I'll see if there is a change in the Crystal Disk remaining life info I've been tracking.
 
I'll see if there is a change in the Crystal Disk remaining life info I've been tracking.

But then there could be the matter of what "remaining life" represents. It's just a model and possibly not the same as the manufacturer's model. And then there's the partition into SLC cache and the main (likely TLC or QLC) flash. So if it says 75% remaining, what does it really mean? Those are two parts of the system that have different endurance. Maybe around 100,000 cycles for SLC and 5000 for TLC.

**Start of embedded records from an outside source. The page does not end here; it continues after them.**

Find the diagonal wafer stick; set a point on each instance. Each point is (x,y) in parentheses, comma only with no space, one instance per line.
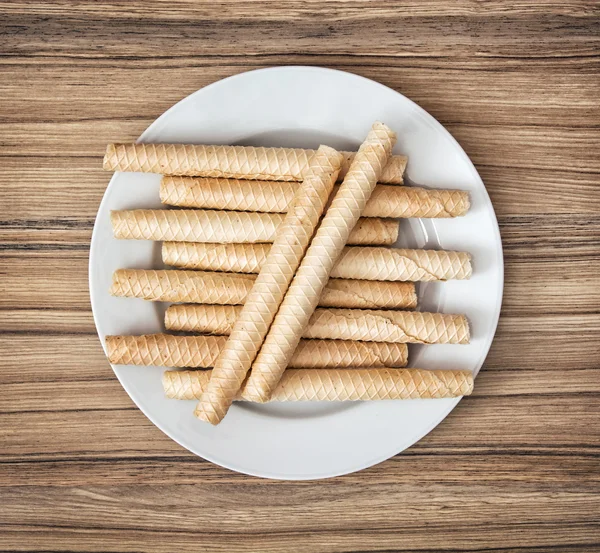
(182,286)
(201,352)
(228,226)
(355,262)
(312,276)
(274,197)
(233,289)
(264,299)
(339,384)
(238,162)
(408,327)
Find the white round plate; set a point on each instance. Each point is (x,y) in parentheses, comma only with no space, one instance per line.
(305,107)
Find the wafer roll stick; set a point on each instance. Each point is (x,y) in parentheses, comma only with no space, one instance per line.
(227,226)
(263,301)
(238,162)
(233,289)
(274,197)
(166,350)
(182,286)
(402,264)
(339,384)
(363,294)
(312,276)
(402,327)
(237,258)
(355,262)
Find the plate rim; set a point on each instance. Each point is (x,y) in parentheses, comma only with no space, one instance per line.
(155,126)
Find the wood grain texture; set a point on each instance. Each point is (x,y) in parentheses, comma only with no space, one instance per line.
(515,468)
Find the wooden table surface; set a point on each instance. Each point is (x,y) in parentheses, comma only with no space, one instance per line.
(514,468)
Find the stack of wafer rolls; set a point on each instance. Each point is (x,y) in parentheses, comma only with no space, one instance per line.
(233,289)
(238,162)
(244,286)
(313,273)
(275,197)
(338,384)
(228,226)
(355,262)
(271,285)
(409,327)
(167,350)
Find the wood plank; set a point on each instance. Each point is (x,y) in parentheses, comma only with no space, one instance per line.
(38,188)
(541,472)
(43,388)
(525,146)
(515,98)
(478,424)
(488,538)
(302,509)
(343,32)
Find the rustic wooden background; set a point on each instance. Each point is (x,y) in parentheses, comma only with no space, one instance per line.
(514,468)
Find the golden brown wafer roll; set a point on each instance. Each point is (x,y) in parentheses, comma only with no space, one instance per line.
(403,327)
(374,231)
(167,350)
(386,264)
(402,264)
(237,258)
(339,384)
(233,289)
(403,201)
(274,197)
(236,194)
(228,226)
(305,290)
(364,294)
(182,286)
(238,162)
(164,350)
(263,301)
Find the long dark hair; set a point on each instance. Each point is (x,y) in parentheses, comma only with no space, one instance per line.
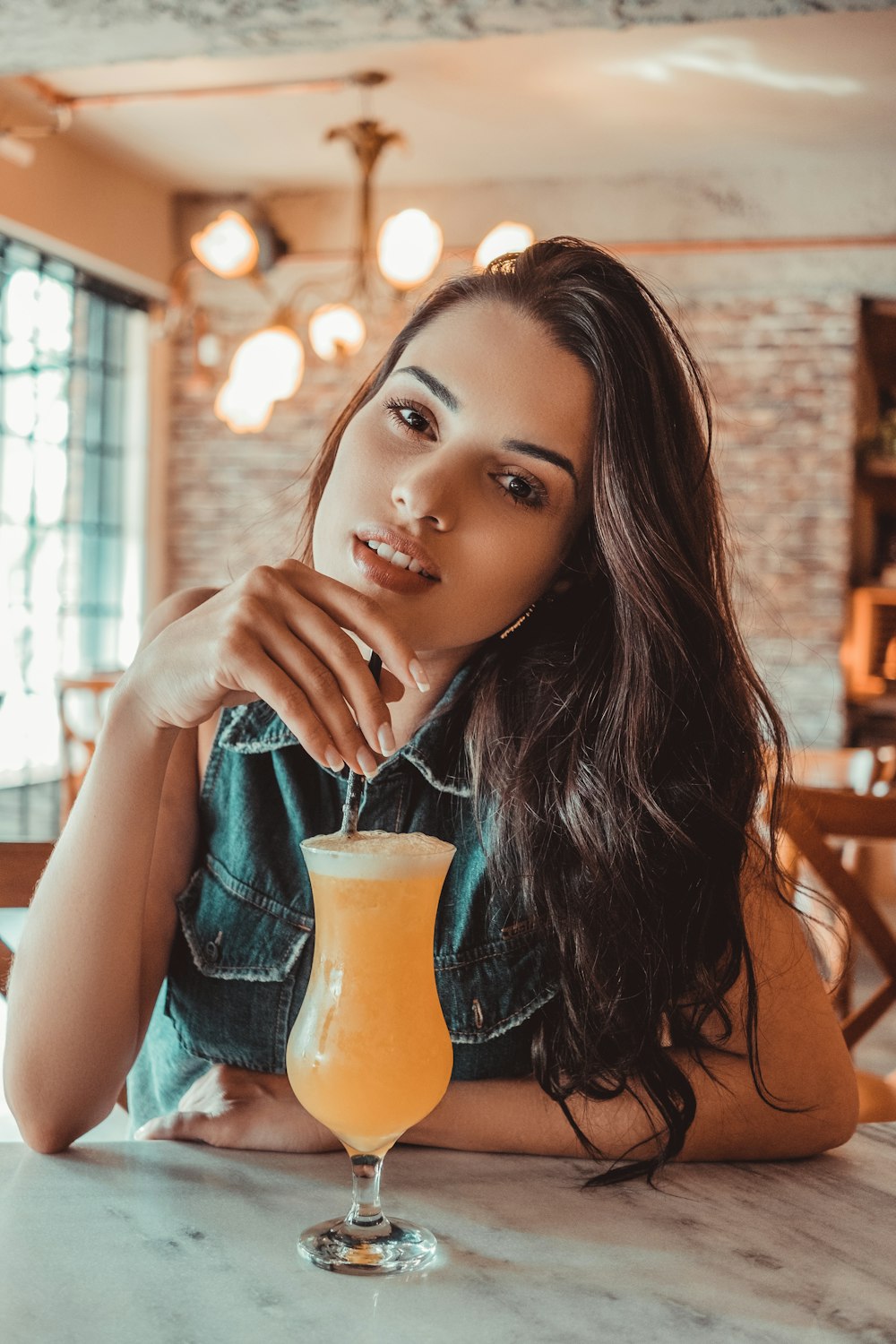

As an SSD ages, I would worry more about the possibility of catastrophic failure since they can fail randomly. And those chances go up as they're used.
 
But then there could be the matter of what "remaining life" represents.
All I'm saying is that I will determine if the Firefox update changes the rate of life reduction on this SSD. I've tracked the Crystal Disk info once a week for over a year. When the SSD % life goes down 1% every 2 months (6% in a year), it just seems like the SSD life % reduction rate is too high from just mainly using this laptop for surfing the web with Firefox and saving some files. Maybe it's all due to Windows 10 writing a bunch of stuff in the background. I can see writing to the SSD going on in Task Manager when the computer is just sitting with me doing absolutely nothing with it. What's writing to the SSD in the background all the time? Like said, when I close Firefox I see some of that idle writing stop.